Among the bloc’s wealthiest households, house prices are increasing rapidly across much of the eurozone. Low-interest rates, combined with an especially high savings rate, have led to a spurt in property investments.

Increase in property prices leads to overvaluation says ECB board member

On Tuesday ECB board member Isabel Schnabel said European Central Bank policy cannot disregard a spurt in property prices that has driven to a potentially formidable overvaluation.

Among the bloc’s wealthiest households, house prices are increasing rapidly across much of the eurozone. Low-interest rates, combined with an especially high savings rate, have led to a spurt in property investments.

Schnabel said, “Monetary policy cannot turn a blind eye to such developments in an institutional setting in which macroprudential policies are, in principle, the first line of defense but are not yet fully effective.”

The head of the ECB’s market operations, Schnabel said as compared to fundamentals at the eurozone house prices are presently overvalued. As a result of future price corrections making them vulnerable. Schnabel asserted that slowly drifting away from bond investments would mitigate financial dangers and lower the wealth distributional consequence of monetary policy.

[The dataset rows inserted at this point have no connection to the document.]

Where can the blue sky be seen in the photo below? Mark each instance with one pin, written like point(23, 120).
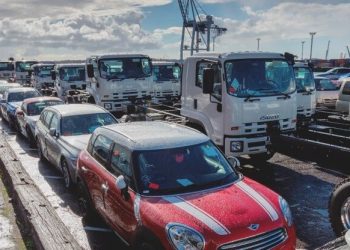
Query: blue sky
point(66, 29)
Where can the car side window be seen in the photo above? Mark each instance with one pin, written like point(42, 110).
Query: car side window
point(48, 119)
point(346, 89)
point(101, 150)
point(121, 163)
point(54, 122)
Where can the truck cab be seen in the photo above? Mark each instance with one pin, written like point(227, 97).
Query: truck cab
point(23, 71)
point(113, 80)
point(41, 76)
point(68, 77)
point(240, 99)
point(7, 70)
point(166, 81)
point(306, 93)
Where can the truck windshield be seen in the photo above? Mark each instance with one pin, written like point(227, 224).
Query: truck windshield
point(304, 79)
point(5, 66)
point(24, 66)
point(325, 85)
point(125, 68)
point(179, 170)
point(43, 71)
point(20, 96)
point(259, 77)
point(166, 73)
point(72, 73)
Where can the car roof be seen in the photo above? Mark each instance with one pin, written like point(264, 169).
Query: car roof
point(42, 98)
point(77, 109)
point(23, 89)
point(152, 135)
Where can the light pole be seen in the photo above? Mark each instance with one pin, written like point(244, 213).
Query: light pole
point(312, 41)
point(302, 50)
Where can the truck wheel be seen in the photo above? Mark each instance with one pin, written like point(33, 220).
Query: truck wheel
point(339, 207)
point(262, 157)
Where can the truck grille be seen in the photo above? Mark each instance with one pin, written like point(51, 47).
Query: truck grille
point(262, 241)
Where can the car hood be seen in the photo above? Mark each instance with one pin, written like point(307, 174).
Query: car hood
point(242, 209)
point(78, 142)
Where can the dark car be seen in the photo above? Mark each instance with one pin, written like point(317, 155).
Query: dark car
point(12, 99)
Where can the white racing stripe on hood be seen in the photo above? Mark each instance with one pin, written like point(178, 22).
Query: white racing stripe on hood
point(258, 198)
point(199, 214)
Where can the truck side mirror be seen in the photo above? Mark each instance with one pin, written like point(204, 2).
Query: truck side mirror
point(53, 75)
point(208, 80)
point(90, 70)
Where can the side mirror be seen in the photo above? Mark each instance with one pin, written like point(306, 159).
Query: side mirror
point(90, 70)
point(122, 186)
point(208, 80)
point(53, 132)
point(53, 75)
point(234, 162)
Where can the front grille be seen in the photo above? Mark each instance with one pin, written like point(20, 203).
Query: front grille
point(262, 241)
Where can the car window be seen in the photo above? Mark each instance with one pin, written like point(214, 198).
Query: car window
point(101, 150)
point(346, 89)
point(54, 122)
point(48, 119)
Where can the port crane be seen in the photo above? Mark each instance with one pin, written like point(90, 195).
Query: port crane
point(198, 26)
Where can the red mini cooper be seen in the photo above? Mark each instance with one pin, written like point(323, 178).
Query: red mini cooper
point(165, 186)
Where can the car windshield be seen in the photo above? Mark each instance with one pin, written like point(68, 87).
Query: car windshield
point(5, 66)
point(259, 77)
point(24, 66)
point(43, 71)
point(125, 68)
point(85, 124)
point(166, 72)
point(179, 170)
point(325, 84)
point(35, 108)
point(304, 79)
point(72, 73)
point(20, 96)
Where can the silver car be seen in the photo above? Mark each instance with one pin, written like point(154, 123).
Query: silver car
point(64, 130)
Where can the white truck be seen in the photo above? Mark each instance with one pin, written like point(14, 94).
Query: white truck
point(240, 99)
point(41, 76)
point(68, 78)
point(166, 81)
point(23, 71)
point(112, 80)
point(7, 71)
point(306, 93)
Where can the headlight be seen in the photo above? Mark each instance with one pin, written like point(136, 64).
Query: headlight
point(184, 238)
point(236, 146)
point(108, 106)
point(286, 211)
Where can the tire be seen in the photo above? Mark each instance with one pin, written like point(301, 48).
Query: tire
point(68, 184)
point(339, 207)
point(262, 157)
point(84, 200)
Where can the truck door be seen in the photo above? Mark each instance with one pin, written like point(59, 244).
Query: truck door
point(209, 107)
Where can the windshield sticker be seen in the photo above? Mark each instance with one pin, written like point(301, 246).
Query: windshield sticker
point(184, 182)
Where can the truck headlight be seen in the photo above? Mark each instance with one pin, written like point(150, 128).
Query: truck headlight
point(286, 211)
point(108, 105)
point(183, 237)
point(236, 146)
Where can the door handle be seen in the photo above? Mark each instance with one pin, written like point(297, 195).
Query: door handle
point(104, 188)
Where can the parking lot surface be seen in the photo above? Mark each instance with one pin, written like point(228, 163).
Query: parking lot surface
point(303, 182)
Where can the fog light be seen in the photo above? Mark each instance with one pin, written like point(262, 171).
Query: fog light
point(108, 106)
point(236, 146)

ECB research shows that nearly for a decade the ECB has undershot its inflation target but the inclusion of housing prices would have put it at or near the target for many years in the recent past.

In the second quarter, if housing costs were encompassed in inflation data, that would have boosted price progress by 0.4 to 0.5 percentage points, Schnabel argued, a big gain given that inflation is already operating at twice the bank’s 2% target.

Reacting to a recent academic discussion on the sequencing of the ECB’s exit from exceptional stimulus, Schnabel dismissed the idea of an interest rate boost before the end of bond purchases, also noticed as quantitative easing.

“In raising policy rates before ending net asset purchases, central banks would be willingly accepting losses on their balance sheets that would ultimately lead to losses for the average taxpayer, and the continuation of net asset purchases would benefit mostly wealthier households,” she said.